The Day of the Mice was an important step in this relocation process.  Not because of the mice themselves, but because it was the day that we finally moved the very last of the collections to a new, safe home.  Ten years after the project was started, and there was finally a light at the end of the tunnel!

There’s a reason that these particular pieces had been left for last.  They were a large pile of paper wrapped packages of lead type.  For anyone who hasn’t dealt with lead type it’s HEAVY, so it’s no surprise that it hadn’t been moved since it had been brought there.  Or that it had been saved for last.  Or that in fifteen years a family of mice had moved in.

It wasn’t pretty.  The lead type itself was fine, but silverfish were present in the paper, the dampness of the basement had caused mold, and of course there was the mouse nest.  I wish I could say that the mummified mice were the most disagreeable part.  But no, the smell was worse.  There’s something special about the smell of a decade of undisturbed mustiness.

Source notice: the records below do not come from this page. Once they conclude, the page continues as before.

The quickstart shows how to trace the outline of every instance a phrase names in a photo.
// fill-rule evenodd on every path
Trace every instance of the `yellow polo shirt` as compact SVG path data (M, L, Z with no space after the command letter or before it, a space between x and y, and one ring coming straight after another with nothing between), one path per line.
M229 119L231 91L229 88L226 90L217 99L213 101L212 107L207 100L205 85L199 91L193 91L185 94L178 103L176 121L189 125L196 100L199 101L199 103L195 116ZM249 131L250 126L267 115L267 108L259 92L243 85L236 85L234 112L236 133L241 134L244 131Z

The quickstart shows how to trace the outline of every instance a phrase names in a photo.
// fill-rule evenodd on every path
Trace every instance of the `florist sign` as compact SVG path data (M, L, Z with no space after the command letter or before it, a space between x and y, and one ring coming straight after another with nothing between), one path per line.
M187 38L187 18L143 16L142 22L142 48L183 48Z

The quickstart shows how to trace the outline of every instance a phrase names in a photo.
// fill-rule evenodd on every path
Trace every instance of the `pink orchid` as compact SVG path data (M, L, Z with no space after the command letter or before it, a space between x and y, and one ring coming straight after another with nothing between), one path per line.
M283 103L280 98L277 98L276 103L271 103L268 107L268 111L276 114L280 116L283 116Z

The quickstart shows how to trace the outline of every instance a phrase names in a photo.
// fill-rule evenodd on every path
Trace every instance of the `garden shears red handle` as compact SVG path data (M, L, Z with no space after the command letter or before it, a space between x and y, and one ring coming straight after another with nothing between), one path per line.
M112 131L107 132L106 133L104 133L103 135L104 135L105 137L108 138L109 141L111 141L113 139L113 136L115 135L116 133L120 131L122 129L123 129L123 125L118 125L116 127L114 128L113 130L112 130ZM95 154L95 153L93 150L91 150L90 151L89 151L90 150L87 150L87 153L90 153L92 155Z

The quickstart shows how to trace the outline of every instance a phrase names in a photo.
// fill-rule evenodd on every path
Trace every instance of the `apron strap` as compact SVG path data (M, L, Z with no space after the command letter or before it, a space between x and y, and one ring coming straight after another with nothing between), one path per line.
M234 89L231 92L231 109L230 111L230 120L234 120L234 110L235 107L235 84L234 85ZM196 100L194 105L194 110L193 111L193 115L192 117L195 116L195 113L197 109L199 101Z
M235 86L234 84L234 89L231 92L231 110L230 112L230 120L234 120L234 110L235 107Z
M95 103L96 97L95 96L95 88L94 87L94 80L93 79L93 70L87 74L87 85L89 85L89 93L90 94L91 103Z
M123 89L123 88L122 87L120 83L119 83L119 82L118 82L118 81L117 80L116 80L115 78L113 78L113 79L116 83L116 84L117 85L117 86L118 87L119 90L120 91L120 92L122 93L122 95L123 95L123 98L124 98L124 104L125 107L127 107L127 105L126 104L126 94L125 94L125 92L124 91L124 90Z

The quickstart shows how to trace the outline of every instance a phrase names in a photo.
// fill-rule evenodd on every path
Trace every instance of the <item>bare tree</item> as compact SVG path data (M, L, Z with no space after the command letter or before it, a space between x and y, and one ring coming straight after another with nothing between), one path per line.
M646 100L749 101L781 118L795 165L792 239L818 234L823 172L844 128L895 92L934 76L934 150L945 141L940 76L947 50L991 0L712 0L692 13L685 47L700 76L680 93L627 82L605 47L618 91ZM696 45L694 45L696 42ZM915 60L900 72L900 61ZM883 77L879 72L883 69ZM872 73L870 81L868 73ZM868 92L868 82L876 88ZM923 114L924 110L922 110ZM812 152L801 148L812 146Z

But this isn’t a story about grad students dealing with disgusting things.  Well it is, but that’s not the point.  I tell this story because these particular mummified mice give us something to get excited about.  After a decade of hard work, the collections at FPV have all been moved to a safe location, I get an interesting story to tell my friends, and the wee timorous beasties finally get a proper burial.  Meanwhile, that lead type has gone from being a temporary home for for mice and silverfish to something that can be viewed and enjoyed by the public, and having now sorted through hundreds of pounds of the stuff, I can tell you it’s worth the effort.  Lead type is a lot more interesting than it sounds, especially for bibliophiles such as myself.   But if lead type doesn’t float your boat, don’t worry, because thanks to the efforts of FPV staff, there are plenty of other interesting bits of the past that are safely stored for your future enjoyment.  And your children’s enjoyment.  And their children’s enjoyment.

So spare a thought for those mummified mice.  They’re unfortunate casualties in a long battle to preserve pieces of the past for the future.  May they go to the happy wheat field in the sky.